Así y todo, llamaba la atención la cantidad de tiempo que Der Heer podía pasar en Argos. Dedicaba una hora o más al día a comunicarse con su Oficina de Ciencia y Política Tecnológica, de Washington, pero el resto del tiempo se limitaba a… andar por ahí.
Investigaba el mecanismo del sistema de computación o visitaba los radiotelescopios. A veces se le veía acompañado por algún colaborador de Washington, aunque en general iba solo. Ellie lo divisaba por la puerta abierta del despacho que le habían asignado, con las piernas sobre el escritorio, leyendo algún informe o hablando por teléfono. La saludaba alegremente con la mano y seguía con lo suyo. Solía encontrarlo dialogando con Drumlin o Valerian, pero también con los técnicos y las secretarias, quienes en más de una ocasión lo habían descrito como «encantador».
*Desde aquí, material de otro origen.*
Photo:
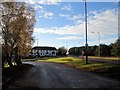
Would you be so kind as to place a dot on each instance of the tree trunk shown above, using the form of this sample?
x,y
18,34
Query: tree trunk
x,y
17,57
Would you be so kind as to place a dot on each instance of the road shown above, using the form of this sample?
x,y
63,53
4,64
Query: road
x,y
52,75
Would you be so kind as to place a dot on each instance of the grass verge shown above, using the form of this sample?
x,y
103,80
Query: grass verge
x,y
106,69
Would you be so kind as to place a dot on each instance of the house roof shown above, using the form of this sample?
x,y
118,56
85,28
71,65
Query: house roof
x,y
44,48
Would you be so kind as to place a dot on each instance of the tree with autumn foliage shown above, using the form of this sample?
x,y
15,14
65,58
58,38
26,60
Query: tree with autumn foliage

Der Heer le planteaba muchas preguntas también a Ellie. Al principio eran puramente técnicas y programáticas, pero muy pronto comenzaron a incluir una amplia gama de previsibles acontecimientos futuros, y más tarde, meras especulaciones. Daba la impresión de que hablar sobre el proyecto era tan sólo un pretexto para estar juntos.
Una hermosa tarde de otoño en Washington, la Presidenta tuvo necesidad de postergar una reunión del Grupo de Tareas para Contingencias Especiales debido a una crisis de política internacional. Después de haber llegado desde Nuevo México, y al enterarse de que les quedaban varias horas libres, Ellie y Der Heer decidieron visitar el Memorial de Vietnam, diseñado por Maya Ying Lin, cuando ella no se había graduado aún de arquitecta en Yale. Rodeados de tan doloroso recordatorio de una guerra sin sentido, a Der Heer se le notaba inadecuadamente alegre, lo cual le hizo pensar a Ellie una vez más si no tendría fallas de carácter. Un par de guardaespaldas, con invisibles audífonos, los seguían a una distancia prudencial.